Nachdem ich 1983 und 2009 fast an Zeckenbissen gestorben wäre, möchte ich betonen dass ich das für einen SEHR SEHR GUTEN BEITRAG halte..!!


----------



## rhinefisher (15. Juni 2019)

hans21 schrieb:


> Heute morgen war es soweit. Meine erste Zecke, soviel ich weiß.
> Anhang anzeigen 325927
> 
> 
> ...



Daraus wird hoffentlich ein sofortiger Arztbesuch..!


----------



## hans21 (15. Juni 2019)

kwt


----------



## Sensitivfischer (15. Juni 2019)

hans21 schrieb:


> Hab ich bisher nicht vor. Ich hab bei jedem Mückenstich solche Reaktionen. Da mache ich mir nichts draus. Sollten sich grippeähnliche Symptome oder eine Wanderröte einstellen, gehe ich selbstverständlich zum Arzt. FSME ist hier selten und kann sowieso höchstens symptomatisch behandelt werden, eine event. Borreliose kann man, sollte es Anzeichen geben, auch noch gut nächste Woche behandeln. Das war zwar meine persönlich erste Zecke, mein Jungs hatten allerdings schon dutzende....
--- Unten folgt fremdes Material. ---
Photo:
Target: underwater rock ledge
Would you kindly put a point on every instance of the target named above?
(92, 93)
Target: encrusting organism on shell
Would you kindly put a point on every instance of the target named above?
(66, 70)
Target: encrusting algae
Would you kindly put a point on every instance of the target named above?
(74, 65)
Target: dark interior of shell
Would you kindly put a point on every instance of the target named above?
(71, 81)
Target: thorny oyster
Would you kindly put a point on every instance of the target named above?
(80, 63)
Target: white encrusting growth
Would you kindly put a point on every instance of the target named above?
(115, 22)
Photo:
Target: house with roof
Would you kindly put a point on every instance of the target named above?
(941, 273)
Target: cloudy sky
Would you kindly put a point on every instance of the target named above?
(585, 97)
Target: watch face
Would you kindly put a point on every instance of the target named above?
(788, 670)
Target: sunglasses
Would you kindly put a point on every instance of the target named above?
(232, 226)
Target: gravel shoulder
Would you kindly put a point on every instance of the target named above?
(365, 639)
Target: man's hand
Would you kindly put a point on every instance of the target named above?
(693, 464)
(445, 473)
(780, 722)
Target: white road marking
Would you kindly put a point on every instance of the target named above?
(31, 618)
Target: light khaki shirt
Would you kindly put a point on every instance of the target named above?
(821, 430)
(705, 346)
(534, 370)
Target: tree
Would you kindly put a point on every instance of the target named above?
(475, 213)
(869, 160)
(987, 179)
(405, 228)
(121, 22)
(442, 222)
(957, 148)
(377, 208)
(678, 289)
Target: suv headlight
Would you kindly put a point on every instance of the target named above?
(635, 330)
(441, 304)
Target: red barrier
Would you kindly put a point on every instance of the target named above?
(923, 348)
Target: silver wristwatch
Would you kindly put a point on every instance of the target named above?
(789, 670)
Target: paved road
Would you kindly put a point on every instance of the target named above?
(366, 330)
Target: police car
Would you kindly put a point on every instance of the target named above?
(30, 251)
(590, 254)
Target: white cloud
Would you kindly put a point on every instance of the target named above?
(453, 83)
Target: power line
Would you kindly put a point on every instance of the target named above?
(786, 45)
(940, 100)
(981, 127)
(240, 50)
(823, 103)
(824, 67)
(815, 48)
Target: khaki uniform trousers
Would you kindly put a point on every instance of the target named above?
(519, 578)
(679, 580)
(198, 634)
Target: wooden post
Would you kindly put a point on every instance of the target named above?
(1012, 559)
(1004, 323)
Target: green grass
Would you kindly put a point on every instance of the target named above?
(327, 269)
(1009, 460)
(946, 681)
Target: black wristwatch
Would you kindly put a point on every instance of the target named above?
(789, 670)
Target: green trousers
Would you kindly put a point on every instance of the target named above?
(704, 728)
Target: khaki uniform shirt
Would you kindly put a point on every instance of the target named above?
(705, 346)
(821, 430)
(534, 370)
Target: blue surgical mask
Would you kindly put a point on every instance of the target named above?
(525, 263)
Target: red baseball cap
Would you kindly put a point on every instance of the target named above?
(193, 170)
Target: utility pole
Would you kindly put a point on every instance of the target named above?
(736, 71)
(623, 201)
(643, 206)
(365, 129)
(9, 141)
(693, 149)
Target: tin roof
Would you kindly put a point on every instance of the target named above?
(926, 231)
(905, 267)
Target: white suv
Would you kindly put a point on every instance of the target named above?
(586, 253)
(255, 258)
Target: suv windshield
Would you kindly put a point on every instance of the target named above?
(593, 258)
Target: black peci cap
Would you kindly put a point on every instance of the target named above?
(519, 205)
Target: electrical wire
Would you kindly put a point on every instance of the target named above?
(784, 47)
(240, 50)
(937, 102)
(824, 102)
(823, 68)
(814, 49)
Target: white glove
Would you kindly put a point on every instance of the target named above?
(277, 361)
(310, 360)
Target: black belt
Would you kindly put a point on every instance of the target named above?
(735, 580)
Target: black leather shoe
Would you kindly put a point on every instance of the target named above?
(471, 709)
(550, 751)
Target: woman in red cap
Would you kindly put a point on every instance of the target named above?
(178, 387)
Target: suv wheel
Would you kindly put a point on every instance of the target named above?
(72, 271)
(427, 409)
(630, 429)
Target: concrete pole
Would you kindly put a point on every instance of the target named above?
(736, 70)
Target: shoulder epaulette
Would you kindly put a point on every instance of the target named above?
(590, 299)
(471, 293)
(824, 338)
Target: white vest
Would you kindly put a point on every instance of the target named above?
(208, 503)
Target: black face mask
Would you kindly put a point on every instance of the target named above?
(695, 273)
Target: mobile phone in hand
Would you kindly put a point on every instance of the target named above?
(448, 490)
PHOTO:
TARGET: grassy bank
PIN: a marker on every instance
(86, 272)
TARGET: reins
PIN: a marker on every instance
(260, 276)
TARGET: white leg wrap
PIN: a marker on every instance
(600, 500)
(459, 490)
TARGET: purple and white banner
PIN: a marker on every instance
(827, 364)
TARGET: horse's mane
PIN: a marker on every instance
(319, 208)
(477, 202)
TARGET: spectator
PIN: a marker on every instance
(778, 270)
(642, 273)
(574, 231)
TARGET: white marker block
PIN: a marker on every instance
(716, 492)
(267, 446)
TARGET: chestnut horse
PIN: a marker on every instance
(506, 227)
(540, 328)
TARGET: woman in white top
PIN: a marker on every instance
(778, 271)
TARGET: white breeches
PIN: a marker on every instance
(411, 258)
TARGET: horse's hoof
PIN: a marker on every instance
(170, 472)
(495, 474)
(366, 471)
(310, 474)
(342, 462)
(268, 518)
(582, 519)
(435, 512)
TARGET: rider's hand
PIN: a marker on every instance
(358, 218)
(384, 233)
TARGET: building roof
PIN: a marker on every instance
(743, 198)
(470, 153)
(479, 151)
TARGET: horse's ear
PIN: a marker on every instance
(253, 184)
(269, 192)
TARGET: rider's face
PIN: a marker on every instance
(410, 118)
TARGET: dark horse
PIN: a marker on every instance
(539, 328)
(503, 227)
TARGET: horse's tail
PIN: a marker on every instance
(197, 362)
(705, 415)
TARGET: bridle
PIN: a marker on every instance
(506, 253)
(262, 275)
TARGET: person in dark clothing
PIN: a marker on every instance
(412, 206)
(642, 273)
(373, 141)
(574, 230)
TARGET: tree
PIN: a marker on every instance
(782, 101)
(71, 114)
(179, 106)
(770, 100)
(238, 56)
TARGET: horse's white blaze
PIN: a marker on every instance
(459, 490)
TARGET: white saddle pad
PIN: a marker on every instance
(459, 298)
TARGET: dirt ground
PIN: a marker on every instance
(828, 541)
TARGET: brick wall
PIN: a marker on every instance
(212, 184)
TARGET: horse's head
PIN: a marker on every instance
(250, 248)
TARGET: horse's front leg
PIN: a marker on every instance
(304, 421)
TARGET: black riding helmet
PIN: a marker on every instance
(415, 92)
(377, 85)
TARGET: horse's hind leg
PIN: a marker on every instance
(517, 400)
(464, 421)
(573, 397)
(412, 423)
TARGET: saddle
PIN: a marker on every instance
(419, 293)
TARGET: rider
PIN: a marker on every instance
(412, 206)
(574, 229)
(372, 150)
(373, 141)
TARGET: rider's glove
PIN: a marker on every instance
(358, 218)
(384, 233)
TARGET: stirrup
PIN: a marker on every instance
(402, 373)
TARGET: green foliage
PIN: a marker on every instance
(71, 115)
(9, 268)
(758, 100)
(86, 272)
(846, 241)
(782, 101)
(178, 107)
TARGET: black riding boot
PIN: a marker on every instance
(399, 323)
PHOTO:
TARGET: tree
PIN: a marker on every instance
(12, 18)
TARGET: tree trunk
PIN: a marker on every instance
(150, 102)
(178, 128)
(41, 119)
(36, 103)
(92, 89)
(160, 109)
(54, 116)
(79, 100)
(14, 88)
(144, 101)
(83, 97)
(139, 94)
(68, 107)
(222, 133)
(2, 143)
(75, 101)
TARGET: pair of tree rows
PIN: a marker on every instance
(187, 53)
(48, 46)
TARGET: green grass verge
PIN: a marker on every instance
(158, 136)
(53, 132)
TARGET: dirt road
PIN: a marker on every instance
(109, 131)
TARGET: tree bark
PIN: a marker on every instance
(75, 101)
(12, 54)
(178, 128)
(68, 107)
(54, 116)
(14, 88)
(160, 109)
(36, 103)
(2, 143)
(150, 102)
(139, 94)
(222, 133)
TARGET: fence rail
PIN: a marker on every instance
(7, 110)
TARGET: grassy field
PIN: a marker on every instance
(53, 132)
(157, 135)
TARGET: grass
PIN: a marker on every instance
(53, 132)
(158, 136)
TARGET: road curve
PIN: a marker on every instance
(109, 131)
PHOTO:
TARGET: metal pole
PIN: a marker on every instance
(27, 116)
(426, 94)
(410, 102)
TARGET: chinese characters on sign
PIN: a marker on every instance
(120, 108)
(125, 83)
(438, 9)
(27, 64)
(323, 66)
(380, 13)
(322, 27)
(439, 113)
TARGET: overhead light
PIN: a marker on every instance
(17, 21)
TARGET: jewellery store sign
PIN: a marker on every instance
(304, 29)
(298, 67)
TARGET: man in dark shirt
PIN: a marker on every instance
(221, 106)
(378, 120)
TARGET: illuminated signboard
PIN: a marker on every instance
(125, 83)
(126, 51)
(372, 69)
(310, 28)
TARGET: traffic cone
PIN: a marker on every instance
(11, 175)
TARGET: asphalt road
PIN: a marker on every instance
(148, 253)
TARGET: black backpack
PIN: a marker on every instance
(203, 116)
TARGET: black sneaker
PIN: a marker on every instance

Du verkennst die Situation, Symptome können bis zu ein Jahrzehnt später kommen, das hast du deinen Zeckenbiss von heute schon lange vergessen. Zeitnah zum Zeckenbiss gibt es selten Symptome, allenfalls die schon angesprochene Wanderröte. Normalerweise solltest du mit dem Tierchen im Gepäck spätestens Montag zum Doc.



hans21 schrieb:


> Beim ersten mal waren wir auch beim Arzt. Der hat es mir recht gut erklärt. Don't panic.


Schön das der Arzt dir das erklärt hat. Was die leider selten erklären oder zugeben ist, dass sie selbst wenig bis keine Ahnung haben, wovon sie reden. Ich wäre da nicht so vertrauensselig.
Wenn es um Zecken geht oder den Umgang mit Antibiotika haben die meisten deutschen Ärzte erschreckend wenig Ahnung. Bei letzterem, kennt sich gar nahezu jeder Pharmareferent besser aus.


----------



## hans21 (15. Juni 2019)

kwt


----------



## Sensitivfischer (15. Juni 2019)

hans21 schrieb:


> ...Von der prophylaktischen Einnahme von Antibiotika nach Zeckenbiss wird abgeraten. Zitat: "Eine generelle Antibiotikatherapie nach einem Zeckenstich wird nicht empfohlen, sie ist erst bei einem begründeten Borrelioseverdacht (Wanderröte und/oder neurologische Symptome oder massive Gelenkschwellung) angezeigt."...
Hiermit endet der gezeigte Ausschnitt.